Many studies have shown that ultrasound and magnetic resonance imaging (MRI) can help supplement mammography by detecting small breast cancers that may not be visible with mammography. Supplemental screening ultrasound is usually only considered for women at high risk for breast cancer when the breast tissue is dense. When ultrasound is used for screening, many abnormalities are seen which may require biopsy but are not cancer (false positives), and this limits its cost effectiveness.
Today, ultrasound is being investigated for use as a screening tool for women who:
- are at high risk for breast cancer and unable to tolerate an MRI examinations.
- are at intermediate risk for breast cancer based on family history, personal history of breast cancer, or prior biopsy showing an abnormal result.
- have dense breasts.
- have silicone breast implants and very little tissue can be included on the mammogram.
- are pregnant or should not to be exposed to x-rays (which is necessary for a mammogram).
- are at high risk for breast cancer based on family history, personal history of breast cancer, or prior atypical biopsy result.
Several types of automated devices have been developed for whole breast ultrasound. Further evaluation of such approaches is needed.

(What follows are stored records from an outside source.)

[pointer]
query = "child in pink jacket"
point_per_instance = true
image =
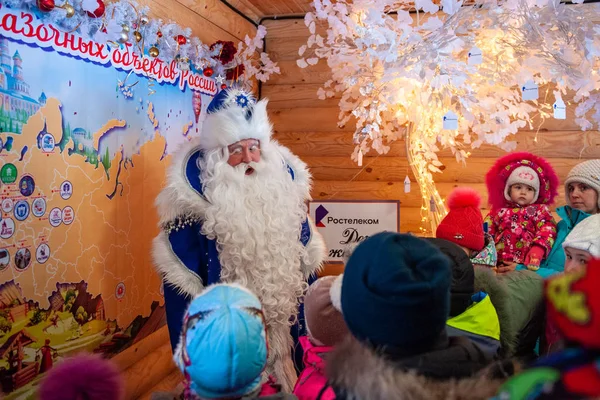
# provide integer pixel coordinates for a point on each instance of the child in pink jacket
(521, 186)
(325, 327)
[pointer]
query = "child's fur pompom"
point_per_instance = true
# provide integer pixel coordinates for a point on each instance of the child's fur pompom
(463, 197)
(84, 376)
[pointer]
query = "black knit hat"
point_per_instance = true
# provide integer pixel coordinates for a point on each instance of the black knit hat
(463, 275)
(396, 293)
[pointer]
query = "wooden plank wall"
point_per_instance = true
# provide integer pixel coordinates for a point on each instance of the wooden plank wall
(148, 366)
(309, 127)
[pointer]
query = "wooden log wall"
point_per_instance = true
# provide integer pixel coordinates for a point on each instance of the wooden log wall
(148, 365)
(308, 126)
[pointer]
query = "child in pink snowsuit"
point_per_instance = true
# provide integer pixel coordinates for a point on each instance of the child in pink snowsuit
(520, 188)
(326, 327)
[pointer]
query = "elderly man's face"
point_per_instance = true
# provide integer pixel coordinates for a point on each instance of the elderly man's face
(245, 151)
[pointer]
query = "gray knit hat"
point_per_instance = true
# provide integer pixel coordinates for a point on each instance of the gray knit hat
(587, 172)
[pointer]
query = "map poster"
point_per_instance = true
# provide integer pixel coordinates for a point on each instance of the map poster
(86, 133)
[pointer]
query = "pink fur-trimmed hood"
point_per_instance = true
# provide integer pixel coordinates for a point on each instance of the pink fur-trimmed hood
(499, 173)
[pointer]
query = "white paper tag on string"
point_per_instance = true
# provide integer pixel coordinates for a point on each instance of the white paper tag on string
(560, 110)
(450, 121)
(530, 91)
(475, 56)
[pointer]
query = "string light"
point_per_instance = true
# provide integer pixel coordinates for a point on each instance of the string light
(399, 79)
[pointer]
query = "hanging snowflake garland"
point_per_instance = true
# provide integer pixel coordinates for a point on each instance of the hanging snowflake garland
(452, 79)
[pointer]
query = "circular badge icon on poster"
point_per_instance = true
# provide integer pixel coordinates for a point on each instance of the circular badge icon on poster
(8, 173)
(55, 217)
(22, 259)
(26, 185)
(42, 253)
(38, 208)
(21, 210)
(120, 291)
(66, 190)
(4, 259)
(47, 143)
(7, 205)
(7, 228)
(68, 215)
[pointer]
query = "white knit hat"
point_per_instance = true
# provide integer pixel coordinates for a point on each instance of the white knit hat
(587, 172)
(584, 236)
(526, 176)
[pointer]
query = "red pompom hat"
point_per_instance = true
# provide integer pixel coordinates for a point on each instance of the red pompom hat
(464, 224)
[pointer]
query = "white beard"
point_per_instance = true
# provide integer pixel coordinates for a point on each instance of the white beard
(256, 221)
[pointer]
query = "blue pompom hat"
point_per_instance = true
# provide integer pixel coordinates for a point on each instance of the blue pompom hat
(234, 115)
(396, 293)
(223, 347)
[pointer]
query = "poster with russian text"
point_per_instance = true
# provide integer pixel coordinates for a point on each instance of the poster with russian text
(86, 133)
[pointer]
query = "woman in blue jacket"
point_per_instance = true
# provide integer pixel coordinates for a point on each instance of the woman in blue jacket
(582, 187)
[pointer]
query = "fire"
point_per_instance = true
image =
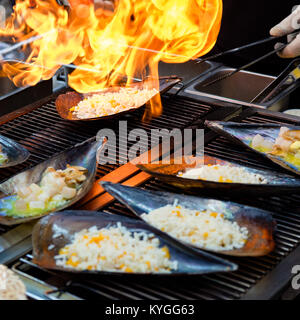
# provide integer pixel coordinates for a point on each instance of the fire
(108, 48)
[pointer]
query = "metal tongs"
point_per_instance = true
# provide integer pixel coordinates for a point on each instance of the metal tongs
(247, 46)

- Ultrasound-guided Breast Biopsy
When an ultrasound examination cannot characterize the nature of a breast abnormality, a physician may choose to perform an ultrasound-guided biopsy. Because ultrasound provides real-time images, it is often used to guide biopsy procedures.
How should I prepare?
You will be asked to undress from the waist up and to wear a gown during the procedure.
How is the procedure performed?
You will lie on your back with your arm raised above your head on the examining table.
A clear water-based gel is applied to the area of the body being studied to help the transducer make secure contact with the body and eliminate air pockets between the transducer and the skin. The sonographer (ultrasound technologist) or radiologist then presses the transducer firmly against the skin and sweeps it over the area of interest.
Doppler sonography is performed using the same transducer.
When the examination is complete, the patient may be asked to dress and wait while the ultrasound images are reviewed. However, the sonographer or radiologist is often able to review the ultrasound images in real-time as they are acquired and the patient can be released immediately.
This ultrasound examination is usually completed within 30 minutes.
What will I experience during and after the procedure?
Most ultrasound examinations are painless, fast and easy.
After you are positioned on the examination table, the radiologist or sonographer will apply some warm water-based gel on your skin and then place the transducer firmly against your body, moving it back and forth over the area of interest until the desired images are captured. There is usually no discomfort from pressure as the transducer is pressed against the area being examined.
If scanning is performed over an area of tenderness, you may feel pressure or minor pain from the transducer.
If a Doppler ultrasound study is performed, you may actually hear pulse-like sounds that change in pitch as the blood flow is monitored and measured.
You may be asked to change positions during the exam.
Once the imaging is complete, the gel will be wiped off your skin.
After an ultrasound exam, you should be able to resume your normal activities within a few hours.
Who interprets the results and how do I get them?
A radiologist, a physician specifically trained to supervise and interpret radiology examinations, will analyze the images and send a signed report to your physician who referred you for the exam, who will share the results with you. In some cases the radiologist may discuss results with you at the conclusion of your examination.